U.S. President Barack Obama said on the first day of a partial federal government shutdown that House Republicans are on an “ideological crusade” against his health-care law, and called on them to stop holding the economy hostage.
Obama, in a speech Tuesday afternoon in the White House Rose Garden, urged Republicans to reopen the government quickly and allow furloughed federal employees to return to work.
“They’ve shut down the government over an ideological crusade to deny affordable health care to millions of Americans,” Obama said, surrounded by people he said were relying on the new health law.
By forcing the close of much of the government, Obama concluded, an out-of-control faction of House Republicans is putting the nation’s fragile recovery at risk of an “economic shutdown.”
The partial government shutdown is the latest twist in a long-running dispute over Obama’s health-care law, over which a temporary funding bill has been stalled, forcing about 800,000 federal workers off the job and suspending most non-essential programs and services.
Shortly after Obama’s speech, House Republicans moved to pass a series of targeted bills aimed at providing just enough funding to reopen programs for veterans, shuttered federal parks and to restore funds for the District of Columbia. The proposal was rejected by the White House.
The shutdown, the first since the winter of 1995-96, closed national parks, museums along the Washington Mall and the U.S. Capitol visitors center, along with monuments like the National WWII Memorial – which was reportedly stormed and occupied by Second World War veterans who traveled from Mississippi to visit the monument – and the Statue of Liberty. Agencies like NASA and the Environmental Protection Agency will be all but shuttered.
Unexpectedly high internet traffic volumes to HealthCare.gov – the website serving as the gateway to the new online health insurance marketplace – has registered over one million visits, according to the U.S. Department of Health and Human Services. The higher than normal volume led to delays, an official said.
People classified as essential government employees — such as air traffic controllers, Border Patrol agents and most food inspectors — will continue to work.
The military will be paid under legislation freshly signed by Obama, but paychecks for other federal workers will be withheld until the impasse is broken. Federal workers were told to report to their jobs for a half-day but to perform only shutdown tasks like changing email greetings and closing down agencies’ internet sites.
The self-funded Postal Service will continue to operate and the government will continue to pay Social Security benefits and Medicare and Medicaid fees to doctors on time.
The Senate twice on Monday rejected House-passed bills that, first, conditioned keeping the government open to delaying key portions of the 2010 “Obamacare” law that take effect Tuesday, and then delayed for a year the law’s requirement that millions of people buy medical insurance. The House passed the last version again early Tuesday; Senate Majority Leader Harry Reid said the same fate awaits it when the Senate reconvenes Tuesday morning.
“You don’t get to extract a ransom for doing your job, for doing what you’re supposed to be doing anyway, or just because there’s a law there that you don’t like,” Obama said Monday, delivering a similar message in private phone calls later to Republican House Speaker John Boehner and other lawmakers.
The U.S. Capitol as seen through a chain fence in Washington.
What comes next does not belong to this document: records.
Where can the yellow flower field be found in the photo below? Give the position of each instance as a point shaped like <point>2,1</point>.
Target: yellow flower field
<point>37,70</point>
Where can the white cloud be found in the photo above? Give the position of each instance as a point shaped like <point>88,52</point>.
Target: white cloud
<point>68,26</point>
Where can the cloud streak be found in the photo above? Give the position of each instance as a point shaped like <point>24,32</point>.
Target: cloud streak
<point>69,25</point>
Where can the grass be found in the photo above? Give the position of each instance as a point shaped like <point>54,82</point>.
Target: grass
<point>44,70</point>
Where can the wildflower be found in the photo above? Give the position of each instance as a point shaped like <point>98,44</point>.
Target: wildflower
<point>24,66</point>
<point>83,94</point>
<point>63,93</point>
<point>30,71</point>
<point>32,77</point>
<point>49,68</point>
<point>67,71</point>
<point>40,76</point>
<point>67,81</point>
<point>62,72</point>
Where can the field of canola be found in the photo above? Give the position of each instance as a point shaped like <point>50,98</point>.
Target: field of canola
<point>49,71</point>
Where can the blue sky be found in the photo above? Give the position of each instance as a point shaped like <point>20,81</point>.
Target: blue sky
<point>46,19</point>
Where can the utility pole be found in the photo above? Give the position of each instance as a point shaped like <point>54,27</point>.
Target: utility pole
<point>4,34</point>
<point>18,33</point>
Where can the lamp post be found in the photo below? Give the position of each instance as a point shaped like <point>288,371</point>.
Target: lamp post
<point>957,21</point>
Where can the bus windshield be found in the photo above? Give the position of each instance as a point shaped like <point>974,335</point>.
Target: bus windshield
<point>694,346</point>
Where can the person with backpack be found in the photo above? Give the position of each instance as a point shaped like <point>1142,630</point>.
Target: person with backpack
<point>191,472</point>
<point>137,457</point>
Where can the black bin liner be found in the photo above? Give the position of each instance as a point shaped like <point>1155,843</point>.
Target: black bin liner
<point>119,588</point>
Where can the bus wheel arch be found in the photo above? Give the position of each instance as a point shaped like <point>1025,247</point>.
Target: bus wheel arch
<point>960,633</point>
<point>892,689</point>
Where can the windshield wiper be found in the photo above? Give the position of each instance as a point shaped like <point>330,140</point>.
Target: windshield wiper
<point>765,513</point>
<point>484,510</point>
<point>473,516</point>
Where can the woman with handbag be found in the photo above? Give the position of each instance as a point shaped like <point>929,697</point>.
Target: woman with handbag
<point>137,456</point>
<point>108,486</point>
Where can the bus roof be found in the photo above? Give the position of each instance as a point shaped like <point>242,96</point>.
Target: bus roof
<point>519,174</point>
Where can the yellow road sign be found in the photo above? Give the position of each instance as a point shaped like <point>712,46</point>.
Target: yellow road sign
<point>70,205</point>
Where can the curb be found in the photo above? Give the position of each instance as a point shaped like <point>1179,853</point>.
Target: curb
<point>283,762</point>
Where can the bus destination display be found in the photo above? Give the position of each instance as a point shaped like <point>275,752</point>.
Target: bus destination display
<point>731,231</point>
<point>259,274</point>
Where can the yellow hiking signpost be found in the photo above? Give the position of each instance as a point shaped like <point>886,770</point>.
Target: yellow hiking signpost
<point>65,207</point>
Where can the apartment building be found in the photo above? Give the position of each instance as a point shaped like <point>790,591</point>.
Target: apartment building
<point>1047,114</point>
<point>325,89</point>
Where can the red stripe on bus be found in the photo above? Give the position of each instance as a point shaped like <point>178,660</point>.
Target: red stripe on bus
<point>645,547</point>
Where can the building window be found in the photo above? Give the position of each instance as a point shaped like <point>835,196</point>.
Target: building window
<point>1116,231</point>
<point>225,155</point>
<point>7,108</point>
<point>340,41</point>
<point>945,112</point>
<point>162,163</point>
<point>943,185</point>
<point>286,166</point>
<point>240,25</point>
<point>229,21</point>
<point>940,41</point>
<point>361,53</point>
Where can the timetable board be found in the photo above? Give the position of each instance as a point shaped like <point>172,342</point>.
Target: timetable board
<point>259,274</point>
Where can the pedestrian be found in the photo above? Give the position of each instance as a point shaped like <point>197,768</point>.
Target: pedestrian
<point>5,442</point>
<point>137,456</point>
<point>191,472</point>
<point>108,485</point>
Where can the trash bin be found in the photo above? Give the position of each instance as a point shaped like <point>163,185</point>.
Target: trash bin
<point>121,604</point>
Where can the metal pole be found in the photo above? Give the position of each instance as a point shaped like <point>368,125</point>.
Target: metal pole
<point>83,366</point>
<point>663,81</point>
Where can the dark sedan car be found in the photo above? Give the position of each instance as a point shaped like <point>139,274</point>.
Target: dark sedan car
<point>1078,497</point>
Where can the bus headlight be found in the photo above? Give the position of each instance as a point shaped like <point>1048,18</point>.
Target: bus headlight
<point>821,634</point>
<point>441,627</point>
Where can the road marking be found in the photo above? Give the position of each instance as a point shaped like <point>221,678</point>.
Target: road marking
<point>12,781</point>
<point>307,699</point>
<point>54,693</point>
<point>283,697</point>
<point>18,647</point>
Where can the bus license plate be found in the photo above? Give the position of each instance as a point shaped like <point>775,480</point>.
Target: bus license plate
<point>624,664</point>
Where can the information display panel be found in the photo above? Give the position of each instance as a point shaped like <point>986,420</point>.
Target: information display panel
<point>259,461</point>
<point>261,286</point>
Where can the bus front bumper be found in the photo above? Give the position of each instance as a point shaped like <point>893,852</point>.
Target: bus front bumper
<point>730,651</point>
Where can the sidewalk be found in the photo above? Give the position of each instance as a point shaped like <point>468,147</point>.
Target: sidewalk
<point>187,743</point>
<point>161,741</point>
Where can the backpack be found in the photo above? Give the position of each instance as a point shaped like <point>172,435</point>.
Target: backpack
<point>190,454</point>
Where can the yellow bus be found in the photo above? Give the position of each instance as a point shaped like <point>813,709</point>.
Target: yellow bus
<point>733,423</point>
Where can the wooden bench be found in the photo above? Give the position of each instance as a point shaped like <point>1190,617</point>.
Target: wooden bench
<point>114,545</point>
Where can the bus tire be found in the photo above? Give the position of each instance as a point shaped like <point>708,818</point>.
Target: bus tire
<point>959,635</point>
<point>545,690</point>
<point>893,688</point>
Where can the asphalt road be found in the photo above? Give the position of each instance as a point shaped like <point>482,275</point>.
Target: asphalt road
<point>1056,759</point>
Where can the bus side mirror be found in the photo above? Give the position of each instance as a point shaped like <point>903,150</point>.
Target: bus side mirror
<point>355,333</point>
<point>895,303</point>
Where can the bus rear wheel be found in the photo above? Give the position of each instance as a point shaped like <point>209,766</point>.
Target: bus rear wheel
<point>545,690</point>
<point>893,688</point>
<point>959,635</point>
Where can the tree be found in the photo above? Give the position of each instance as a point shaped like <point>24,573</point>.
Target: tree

U.S. President Barack Obama said on the first day of a partial federal government shutdown that House Republicans are on an “ideological crusade” against his health-care law, and called on them to stop holding the economy hostage.
“We can’t win,” said Senator John McCain of Arizona, adding that “sooner or later” the House would have to agree to Democrats’ demands for a simple, straightforward funding bill reopening the government.